Faces peering at her from a glaring brightness.
Big eyes. Lips that are saying something, smiling, cooing, scolding. Faces that pull her from the comforting darkness and into the light.
For a moment she sees her father; he points out the leaves overhead. She is a child in her stroller, a child absorbing every single detail. She sees the leaves and becomes them, submerges herself in them and their silky movement.
The faces in this narrow room are like the leaves. They form a canopy high overhead, full of rustling movement and a teasing wind. The faces look at her as she lies there like a dried-up worm, wedged between the body pillow and the wall. A pair of hands throw open the curtains—a window fills with light.
“Good morning! Time to get up,” a light voice says.
The face leans in very close—it’s a woman’s face.
Mother opens an eye. The other is crusted over with pus. She looks at the faces and her toothless mouth whispers a few syllables in greeting. Mother is afraid of the daytime, afraid of the daily routine. She’ll be rolled over, picked up, moved, washed—it hurts and it makes her uneasy. Mother wants to tell them she doesn’t understand why she needs to get up anymore. She’s tired, but they won’t leave her alone.
“And the worst is she somehow gets in there with her left hand. She grabs and tears at the diaper and then smears shit all over the place. She’s out of her mind. I’ve got to change the bedding twice a day—all of it.”
Mother closes the one eye and pretends this talk isn’t about her. For several years now her good eye has been covered by a film, a rapidly swirling fog with tiny black spots.
“You have to figure something out. I’m sure you can do something like tie a shirt over her chest,” says a second voice that’s lower, infused with darkness.
Mother likes that voice better.
“She doesn’t get in from the top, but from the bottom along her thigh. The entire bed is flooded by morning. She pees so, so much. And if there’s shit I can’t even come in here without gagging. You wouldn’t believe the smell,” the first voice complains, white and clear as a ray of light.
You can’t hide from that voice, so Mother just shuts her eye tighter.
“Maybe like something for a baby. A onesie that buttons up the sides.”
“Won’t work. Since the last treatment she’s completely lost it. Look at how small she is—but she’s heavy, as heavy as a rock. She’s dead weight, ten times heavier than me. I make her stand up so her legs won’t totally atrophy. A few minutes a day. When I come home from work I have her sit up. You can’t believe how hard it is. I’ve sprained my back—it hurts. No, no, no.
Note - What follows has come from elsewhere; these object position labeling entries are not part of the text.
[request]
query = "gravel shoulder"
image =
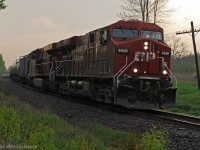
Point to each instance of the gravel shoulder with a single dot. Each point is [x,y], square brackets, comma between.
[177,137]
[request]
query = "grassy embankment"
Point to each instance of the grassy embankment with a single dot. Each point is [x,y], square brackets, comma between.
[21,124]
[187,98]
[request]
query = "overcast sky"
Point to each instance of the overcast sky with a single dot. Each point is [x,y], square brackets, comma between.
[29,24]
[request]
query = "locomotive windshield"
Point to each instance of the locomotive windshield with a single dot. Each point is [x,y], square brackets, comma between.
[125,33]
[152,34]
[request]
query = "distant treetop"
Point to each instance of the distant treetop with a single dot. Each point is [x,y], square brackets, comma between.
[2,4]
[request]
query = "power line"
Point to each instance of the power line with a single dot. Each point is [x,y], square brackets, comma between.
[193,31]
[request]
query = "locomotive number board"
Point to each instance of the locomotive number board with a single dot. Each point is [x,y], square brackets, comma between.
[123,51]
[166,53]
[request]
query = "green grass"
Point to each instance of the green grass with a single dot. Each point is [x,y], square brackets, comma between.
[22,124]
[187,99]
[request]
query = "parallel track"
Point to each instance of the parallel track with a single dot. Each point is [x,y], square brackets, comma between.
[159,115]
[178,119]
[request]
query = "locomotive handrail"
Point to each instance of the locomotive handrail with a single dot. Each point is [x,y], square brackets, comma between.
[124,70]
[171,74]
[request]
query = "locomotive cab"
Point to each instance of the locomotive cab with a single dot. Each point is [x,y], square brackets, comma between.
[142,78]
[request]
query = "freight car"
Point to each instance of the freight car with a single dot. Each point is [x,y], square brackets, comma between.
[126,63]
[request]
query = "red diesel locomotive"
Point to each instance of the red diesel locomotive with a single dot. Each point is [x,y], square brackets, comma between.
[126,63]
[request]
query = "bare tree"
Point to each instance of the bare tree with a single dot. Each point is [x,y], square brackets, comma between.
[179,48]
[155,11]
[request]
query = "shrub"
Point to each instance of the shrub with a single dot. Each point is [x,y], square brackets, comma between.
[9,126]
[153,140]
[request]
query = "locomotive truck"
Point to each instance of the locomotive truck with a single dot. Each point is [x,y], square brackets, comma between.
[126,63]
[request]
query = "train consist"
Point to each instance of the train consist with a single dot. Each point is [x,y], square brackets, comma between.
[126,63]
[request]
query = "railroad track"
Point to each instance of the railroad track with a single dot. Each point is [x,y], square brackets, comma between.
[159,115]
[174,118]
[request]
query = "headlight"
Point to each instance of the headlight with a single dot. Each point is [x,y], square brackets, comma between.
[145,47]
[146,43]
[164,72]
[135,70]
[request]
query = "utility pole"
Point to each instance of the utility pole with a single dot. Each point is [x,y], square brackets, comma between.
[195,49]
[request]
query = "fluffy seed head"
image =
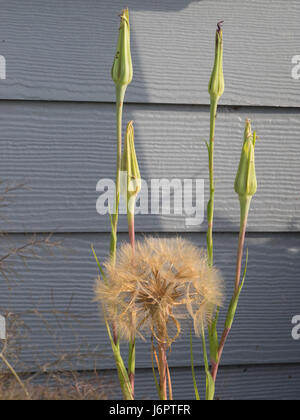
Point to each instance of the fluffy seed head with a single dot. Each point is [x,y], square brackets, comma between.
[166,281]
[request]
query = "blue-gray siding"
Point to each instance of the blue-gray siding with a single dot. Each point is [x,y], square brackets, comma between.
[57,137]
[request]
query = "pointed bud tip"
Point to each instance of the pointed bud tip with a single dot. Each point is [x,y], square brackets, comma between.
[220,25]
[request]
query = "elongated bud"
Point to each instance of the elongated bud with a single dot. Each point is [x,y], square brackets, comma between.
[131,178]
[246,183]
[216,84]
[122,71]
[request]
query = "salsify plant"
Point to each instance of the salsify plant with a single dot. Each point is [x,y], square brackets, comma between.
[151,289]
[150,293]
[245,186]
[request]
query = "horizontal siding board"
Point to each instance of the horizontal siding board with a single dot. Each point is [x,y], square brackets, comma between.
[60,289]
[64,50]
[60,151]
[268,382]
[234,383]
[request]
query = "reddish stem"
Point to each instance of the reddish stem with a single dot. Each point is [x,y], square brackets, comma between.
[215,365]
[163,370]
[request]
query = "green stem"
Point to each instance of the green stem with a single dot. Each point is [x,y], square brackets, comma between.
[193,368]
[120,95]
[131,364]
[212,329]
[162,356]
[210,207]
[245,207]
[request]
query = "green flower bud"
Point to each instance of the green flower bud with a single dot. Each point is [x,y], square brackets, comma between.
[216,84]
[246,183]
[122,71]
[131,178]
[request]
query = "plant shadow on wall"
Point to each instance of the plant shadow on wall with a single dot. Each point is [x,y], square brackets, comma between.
[22,320]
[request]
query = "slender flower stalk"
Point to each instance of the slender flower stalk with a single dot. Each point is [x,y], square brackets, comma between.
[216,90]
[130,188]
[131,180]
[122,73]
[245,187]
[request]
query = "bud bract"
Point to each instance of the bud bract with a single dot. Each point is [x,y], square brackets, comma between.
[131,178]
[246,183]
[216,84]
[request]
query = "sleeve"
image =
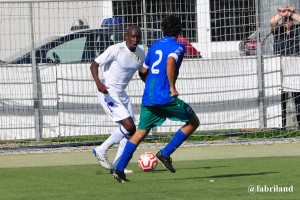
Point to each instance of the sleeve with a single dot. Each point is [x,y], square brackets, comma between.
[107,56]
[178,54]
[147,60]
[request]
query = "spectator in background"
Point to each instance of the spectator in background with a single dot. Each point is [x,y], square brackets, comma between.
[286,43]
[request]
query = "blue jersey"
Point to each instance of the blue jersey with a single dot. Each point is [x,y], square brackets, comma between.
[157,87]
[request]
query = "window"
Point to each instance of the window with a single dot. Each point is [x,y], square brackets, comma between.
[232,20]
[70,51]
[156,10]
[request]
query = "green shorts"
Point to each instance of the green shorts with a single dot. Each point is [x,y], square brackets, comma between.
[152,116]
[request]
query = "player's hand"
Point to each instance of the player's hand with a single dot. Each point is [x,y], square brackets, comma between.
[174,92]
[103,89]
[291,9]
[283,12]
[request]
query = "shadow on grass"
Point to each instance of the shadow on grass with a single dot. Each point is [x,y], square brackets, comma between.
[239,175]
[220,176]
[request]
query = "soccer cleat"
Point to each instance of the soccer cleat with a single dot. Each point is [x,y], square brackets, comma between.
[166,161]
[120,176]
[128,171]
[102,159]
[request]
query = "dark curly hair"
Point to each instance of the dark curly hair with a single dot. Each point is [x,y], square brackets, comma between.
[171,26]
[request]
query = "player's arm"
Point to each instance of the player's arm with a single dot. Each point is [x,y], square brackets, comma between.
[94,70]
[143,73]
[172,75]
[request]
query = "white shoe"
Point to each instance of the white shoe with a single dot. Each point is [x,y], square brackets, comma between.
[102,159]
[128,171]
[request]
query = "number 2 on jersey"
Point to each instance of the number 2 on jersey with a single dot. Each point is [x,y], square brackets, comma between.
[156,71]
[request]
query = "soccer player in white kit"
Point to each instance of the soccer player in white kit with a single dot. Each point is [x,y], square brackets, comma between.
[119,63]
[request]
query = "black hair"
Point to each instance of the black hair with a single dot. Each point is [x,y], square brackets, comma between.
[171,26]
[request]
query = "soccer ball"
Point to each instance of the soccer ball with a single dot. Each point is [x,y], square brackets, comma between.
[147,161]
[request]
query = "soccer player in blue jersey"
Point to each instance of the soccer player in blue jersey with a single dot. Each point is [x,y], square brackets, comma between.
[160,99]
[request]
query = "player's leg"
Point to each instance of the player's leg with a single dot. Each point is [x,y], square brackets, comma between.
[117,111]
[183,112]
[101,151]
[131,145]
[148,119]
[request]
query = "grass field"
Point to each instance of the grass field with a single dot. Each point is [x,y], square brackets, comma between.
[207,172]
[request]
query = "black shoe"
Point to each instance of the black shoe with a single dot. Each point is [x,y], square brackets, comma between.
[120,176]
[166,161]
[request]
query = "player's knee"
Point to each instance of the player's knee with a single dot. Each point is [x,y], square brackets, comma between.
[195,122]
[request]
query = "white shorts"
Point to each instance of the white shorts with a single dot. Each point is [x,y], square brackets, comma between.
[117,106]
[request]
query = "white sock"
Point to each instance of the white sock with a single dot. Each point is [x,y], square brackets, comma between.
[120,148]
[114,138]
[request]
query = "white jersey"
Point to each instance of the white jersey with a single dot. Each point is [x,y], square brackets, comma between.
[119,65]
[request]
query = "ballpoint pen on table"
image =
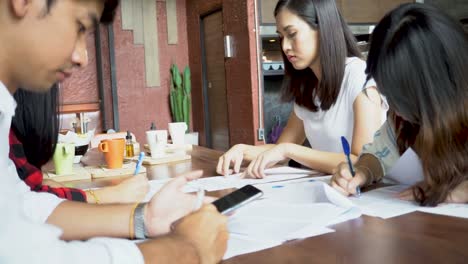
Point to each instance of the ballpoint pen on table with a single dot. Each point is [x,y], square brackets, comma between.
[139,162]
[347,151]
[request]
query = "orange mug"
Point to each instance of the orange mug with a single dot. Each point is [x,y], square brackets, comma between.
[113,150]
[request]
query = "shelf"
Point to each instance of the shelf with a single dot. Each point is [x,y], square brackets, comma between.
[273,72]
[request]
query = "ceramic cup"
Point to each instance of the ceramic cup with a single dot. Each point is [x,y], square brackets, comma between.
[177,131]
[113,150]
[157,141]
[63,158]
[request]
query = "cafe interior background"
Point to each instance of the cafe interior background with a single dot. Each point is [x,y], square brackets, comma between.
[232,51]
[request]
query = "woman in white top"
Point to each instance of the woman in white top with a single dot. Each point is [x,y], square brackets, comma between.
[325,78]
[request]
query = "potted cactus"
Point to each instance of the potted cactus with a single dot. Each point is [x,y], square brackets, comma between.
[180,95]
[180,100]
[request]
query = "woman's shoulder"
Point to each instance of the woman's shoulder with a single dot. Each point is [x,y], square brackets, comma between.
[355,64]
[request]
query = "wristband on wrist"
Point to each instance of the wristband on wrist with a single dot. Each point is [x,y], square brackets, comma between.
[370,178]
[93,194]
[139,222]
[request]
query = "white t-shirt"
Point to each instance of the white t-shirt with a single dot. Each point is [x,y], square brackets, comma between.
[324,129]
[24,237]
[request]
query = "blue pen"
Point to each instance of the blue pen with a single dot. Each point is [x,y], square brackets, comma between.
[139,162]
[347,152]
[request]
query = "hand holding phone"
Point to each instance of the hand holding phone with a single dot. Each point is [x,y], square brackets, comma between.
[237,199]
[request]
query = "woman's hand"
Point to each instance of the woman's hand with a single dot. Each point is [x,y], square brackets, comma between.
[344,182]
[267,159]
[233,157]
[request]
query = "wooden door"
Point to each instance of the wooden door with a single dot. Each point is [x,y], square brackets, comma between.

No onesies, no pants. She can’t even lift her legs. It would just mean extra clothes for me to wash. No, no, no. I had an idea yesterday—I’ll secure the diaper with electrical tape. Or a wide strip of duct tape. What do you think?”
“You can’t do that, Mom. Her skin will get infected.”
“You think so? Well, then I don’t know.”
Mother pretends she is dead. Pretends this stupid conversation isn’t about her. People only talk like that about children who misbehave. She’s not a bad child, never has been. No, no, no. [. . .]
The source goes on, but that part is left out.